Many thanks and kind regards,
A.
Answer
Hello,

you are asking whether your 18-month-old daughter, who has been diagnosed with pancreatic insufficiency, should be given pancreatic enzymes on a regular basis urgently, even though her stools seem normal to you and sometimes the stool even is rather hard. The body weight is at 101 percent of the desired weight, but her growth hormones will be checked because she is very small.
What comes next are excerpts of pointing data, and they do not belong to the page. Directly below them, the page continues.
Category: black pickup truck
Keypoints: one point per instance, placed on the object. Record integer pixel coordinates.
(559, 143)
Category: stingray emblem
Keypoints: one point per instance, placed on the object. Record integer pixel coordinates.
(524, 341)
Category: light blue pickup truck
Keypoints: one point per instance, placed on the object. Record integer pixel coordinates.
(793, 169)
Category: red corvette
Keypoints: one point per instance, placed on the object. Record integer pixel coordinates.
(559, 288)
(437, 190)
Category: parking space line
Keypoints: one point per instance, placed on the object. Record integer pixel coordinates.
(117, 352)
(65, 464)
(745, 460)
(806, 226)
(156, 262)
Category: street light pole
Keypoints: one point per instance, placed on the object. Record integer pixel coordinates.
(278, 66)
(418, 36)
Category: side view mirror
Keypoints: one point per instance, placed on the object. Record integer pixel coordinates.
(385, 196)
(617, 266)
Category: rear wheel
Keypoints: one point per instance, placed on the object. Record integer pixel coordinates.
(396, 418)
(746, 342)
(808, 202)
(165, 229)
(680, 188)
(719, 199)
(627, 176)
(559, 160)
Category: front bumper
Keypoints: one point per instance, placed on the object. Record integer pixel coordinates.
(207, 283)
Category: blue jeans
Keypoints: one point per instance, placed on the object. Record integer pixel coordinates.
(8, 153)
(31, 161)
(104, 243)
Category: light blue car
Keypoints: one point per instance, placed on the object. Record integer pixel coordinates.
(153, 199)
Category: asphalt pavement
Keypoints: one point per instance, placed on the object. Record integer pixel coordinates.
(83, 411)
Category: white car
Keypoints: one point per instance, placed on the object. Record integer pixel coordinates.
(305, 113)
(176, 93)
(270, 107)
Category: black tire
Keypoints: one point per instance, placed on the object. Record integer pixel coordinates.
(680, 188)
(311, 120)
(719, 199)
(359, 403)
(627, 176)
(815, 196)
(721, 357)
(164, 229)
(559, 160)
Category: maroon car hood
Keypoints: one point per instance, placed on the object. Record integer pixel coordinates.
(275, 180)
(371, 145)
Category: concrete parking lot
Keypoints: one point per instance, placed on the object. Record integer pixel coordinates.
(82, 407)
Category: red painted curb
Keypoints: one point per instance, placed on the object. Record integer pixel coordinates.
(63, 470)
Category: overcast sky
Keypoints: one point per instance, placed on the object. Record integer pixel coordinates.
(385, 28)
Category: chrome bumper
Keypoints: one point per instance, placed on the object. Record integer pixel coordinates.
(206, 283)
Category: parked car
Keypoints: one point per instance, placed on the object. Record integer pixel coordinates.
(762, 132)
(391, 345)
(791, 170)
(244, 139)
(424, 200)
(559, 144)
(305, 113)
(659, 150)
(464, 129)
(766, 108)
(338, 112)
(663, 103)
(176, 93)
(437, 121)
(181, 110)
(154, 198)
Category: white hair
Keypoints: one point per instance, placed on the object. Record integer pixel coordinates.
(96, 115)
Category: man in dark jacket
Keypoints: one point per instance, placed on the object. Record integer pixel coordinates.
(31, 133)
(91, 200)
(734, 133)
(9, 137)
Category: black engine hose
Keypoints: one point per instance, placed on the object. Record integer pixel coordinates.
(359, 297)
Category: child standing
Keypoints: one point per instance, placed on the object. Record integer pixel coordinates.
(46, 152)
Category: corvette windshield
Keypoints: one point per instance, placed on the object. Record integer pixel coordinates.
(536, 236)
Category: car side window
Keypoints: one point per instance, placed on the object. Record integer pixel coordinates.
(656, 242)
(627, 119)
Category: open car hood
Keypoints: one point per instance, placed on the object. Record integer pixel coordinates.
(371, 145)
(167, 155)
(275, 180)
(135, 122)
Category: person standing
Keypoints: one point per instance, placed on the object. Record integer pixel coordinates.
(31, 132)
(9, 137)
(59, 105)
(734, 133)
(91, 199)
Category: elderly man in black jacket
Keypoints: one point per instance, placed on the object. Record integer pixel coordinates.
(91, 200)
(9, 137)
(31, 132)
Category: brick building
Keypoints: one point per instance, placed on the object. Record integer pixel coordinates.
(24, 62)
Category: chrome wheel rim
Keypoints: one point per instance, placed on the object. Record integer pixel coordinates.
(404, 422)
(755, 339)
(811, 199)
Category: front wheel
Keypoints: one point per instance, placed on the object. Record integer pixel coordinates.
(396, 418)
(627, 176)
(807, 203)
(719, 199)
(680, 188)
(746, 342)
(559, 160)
Concerning your problem, let me say that the consistency of the stool in a CF child can vary greatly despite insufficient enzyme dosage. In this situation, there sometimes are typical fat-rich stools, but sometimes also normal-looking ones up to the point of obstipation. Initially, it would be very important to check the excretion of stool fat in your daughter’s 3x24-hour stool, with concurrent logging of the food intake and enzyme dosage, in order to become more certain about the reliability of your judgement of her enzyme need. Based on this result, the doctors at the CF center in cooperation with a dietician will have to give you detailed dosage instructions.

Of course, insufficient enzyme dosage and a resultant increased stool fat excretion will lead to an unnecessary loss of energy with your child. On the other hand, however, increased stool fat excretion will, for example, result in a gradual loss of bile acids in the body, which bears the risk of liver damage. It remains to be seen whether your daughter’s arguably slow growth is caused by insufficient enzyme dosage.

Generally speaking, a CF patient’s enzyme need has to be determined via the stool fat excretion. “Stool cosmetics” via a manipulation of the enzyme dosage are not allowed. In case the patient is prone to obstipation, dietetic therapy measures have to be taken in cooperation with the treating physicians.

We hope you will become more certain about the question of enzyme dosage by the measures suggested here for your daughter’s well-being.